I should also mention Theodore Bernstein’s The Careful Writer, which I do keep within reach – except Bernstein’s language can be a bit dated, particularly in some of his anthropological examples, which I discovered to my peril when I tried reading aloud an excerpt to a classroom of students without having first scanned the paragraph. (So endeth the lesson.) And there’s this Picasso quote (from Dore Ashton’s Picasso on Art), in which the artist explains the importance of editing his own work:

“When you begin a picture, you often make some pretty discoveries. You must be on guard against these. Destroy the thing, do it over several times. In each destroying of a beautiful discovery, the artist does not really suppress it, but rather transforms it, condenses it, makes it more substantial. What comes out in the end is the result of discarded finds. Otherwise, you become your own connoisseur. I sell myself nothing.”

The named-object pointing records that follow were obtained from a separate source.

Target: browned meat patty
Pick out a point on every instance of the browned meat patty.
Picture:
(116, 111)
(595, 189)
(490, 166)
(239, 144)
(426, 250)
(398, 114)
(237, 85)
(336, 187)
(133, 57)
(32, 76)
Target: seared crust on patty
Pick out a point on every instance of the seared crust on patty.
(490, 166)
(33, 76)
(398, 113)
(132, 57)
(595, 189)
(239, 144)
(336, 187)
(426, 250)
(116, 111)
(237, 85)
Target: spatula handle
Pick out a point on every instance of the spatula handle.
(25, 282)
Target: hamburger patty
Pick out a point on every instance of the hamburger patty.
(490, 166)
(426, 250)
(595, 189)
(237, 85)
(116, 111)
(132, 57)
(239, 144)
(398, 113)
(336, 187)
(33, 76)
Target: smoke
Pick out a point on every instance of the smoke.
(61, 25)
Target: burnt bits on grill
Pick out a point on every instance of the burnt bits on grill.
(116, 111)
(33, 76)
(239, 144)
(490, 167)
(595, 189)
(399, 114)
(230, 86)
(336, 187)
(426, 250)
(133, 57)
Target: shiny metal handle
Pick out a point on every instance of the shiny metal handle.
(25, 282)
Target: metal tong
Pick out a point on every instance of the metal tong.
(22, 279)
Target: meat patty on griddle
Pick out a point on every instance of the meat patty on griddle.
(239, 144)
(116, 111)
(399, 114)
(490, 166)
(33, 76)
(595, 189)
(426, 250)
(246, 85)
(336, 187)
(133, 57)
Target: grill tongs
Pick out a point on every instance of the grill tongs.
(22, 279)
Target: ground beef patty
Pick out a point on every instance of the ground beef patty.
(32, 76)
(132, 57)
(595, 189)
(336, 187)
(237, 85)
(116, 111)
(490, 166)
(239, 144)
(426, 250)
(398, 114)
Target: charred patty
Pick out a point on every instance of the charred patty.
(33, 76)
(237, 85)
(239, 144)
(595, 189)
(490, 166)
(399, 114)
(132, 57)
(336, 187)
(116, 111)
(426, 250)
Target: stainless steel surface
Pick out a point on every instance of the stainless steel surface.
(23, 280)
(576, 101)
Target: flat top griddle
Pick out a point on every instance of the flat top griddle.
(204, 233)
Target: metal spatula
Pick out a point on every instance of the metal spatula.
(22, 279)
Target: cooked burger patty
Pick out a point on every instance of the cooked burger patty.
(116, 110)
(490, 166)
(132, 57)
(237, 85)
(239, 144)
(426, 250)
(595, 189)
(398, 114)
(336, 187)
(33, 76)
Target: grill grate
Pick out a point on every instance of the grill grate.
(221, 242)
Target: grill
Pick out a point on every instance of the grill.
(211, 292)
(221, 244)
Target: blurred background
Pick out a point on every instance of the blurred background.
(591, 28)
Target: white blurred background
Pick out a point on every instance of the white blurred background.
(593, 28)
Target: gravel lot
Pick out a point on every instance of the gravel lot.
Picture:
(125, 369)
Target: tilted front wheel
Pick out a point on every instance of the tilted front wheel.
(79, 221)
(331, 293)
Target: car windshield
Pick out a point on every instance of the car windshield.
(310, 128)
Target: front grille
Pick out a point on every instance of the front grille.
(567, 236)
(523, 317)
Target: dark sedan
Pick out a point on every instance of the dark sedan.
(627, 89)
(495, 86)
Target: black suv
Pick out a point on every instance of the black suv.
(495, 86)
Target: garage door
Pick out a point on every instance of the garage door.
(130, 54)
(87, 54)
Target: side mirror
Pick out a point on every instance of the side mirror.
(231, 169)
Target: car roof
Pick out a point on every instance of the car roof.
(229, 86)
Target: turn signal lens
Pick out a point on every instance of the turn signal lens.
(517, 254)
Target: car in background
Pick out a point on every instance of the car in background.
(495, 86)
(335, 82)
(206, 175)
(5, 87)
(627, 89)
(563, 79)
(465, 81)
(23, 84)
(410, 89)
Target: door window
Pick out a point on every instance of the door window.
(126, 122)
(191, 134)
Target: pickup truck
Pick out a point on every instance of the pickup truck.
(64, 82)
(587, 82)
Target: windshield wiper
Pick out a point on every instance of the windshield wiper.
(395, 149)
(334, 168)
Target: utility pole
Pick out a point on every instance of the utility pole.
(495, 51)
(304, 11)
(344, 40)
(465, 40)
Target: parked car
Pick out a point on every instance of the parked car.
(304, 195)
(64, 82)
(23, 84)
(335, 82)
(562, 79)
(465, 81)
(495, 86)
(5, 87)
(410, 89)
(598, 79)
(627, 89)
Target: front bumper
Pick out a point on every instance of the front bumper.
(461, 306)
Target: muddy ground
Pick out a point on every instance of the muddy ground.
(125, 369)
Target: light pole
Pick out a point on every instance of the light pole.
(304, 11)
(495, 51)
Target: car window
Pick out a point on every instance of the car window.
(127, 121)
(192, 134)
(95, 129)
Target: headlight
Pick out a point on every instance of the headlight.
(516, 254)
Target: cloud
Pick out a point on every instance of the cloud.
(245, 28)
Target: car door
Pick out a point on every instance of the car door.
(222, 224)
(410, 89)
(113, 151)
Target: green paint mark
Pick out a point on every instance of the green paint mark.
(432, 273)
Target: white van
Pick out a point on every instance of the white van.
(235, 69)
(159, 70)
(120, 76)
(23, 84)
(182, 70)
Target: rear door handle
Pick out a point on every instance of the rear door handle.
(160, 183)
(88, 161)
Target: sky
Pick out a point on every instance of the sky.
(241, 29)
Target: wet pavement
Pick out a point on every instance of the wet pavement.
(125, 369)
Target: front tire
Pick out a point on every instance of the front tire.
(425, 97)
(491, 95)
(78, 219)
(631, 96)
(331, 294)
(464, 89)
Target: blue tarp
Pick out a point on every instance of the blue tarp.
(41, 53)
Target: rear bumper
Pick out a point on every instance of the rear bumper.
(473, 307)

If that austerity makes you cringe, there’s always George Eliot’s remarks about the relief that comes from having a reader (and editor?) who understands the messiness of someone else’s brain (indeed, the best editor my father, the editor, has ever had is my mother):

“Oh, the comfort, the inexpressible comfort of feeling safe with a person, having neither to weigh thoughts nor measure words, but pouring them all out, just as they are, chaff and grain together, certain that a faithful hand will take and sift them, keep what is worth keeping, and with a breath of kindness blow the rest away.”

Amen. With that, thanks for reading. More soon.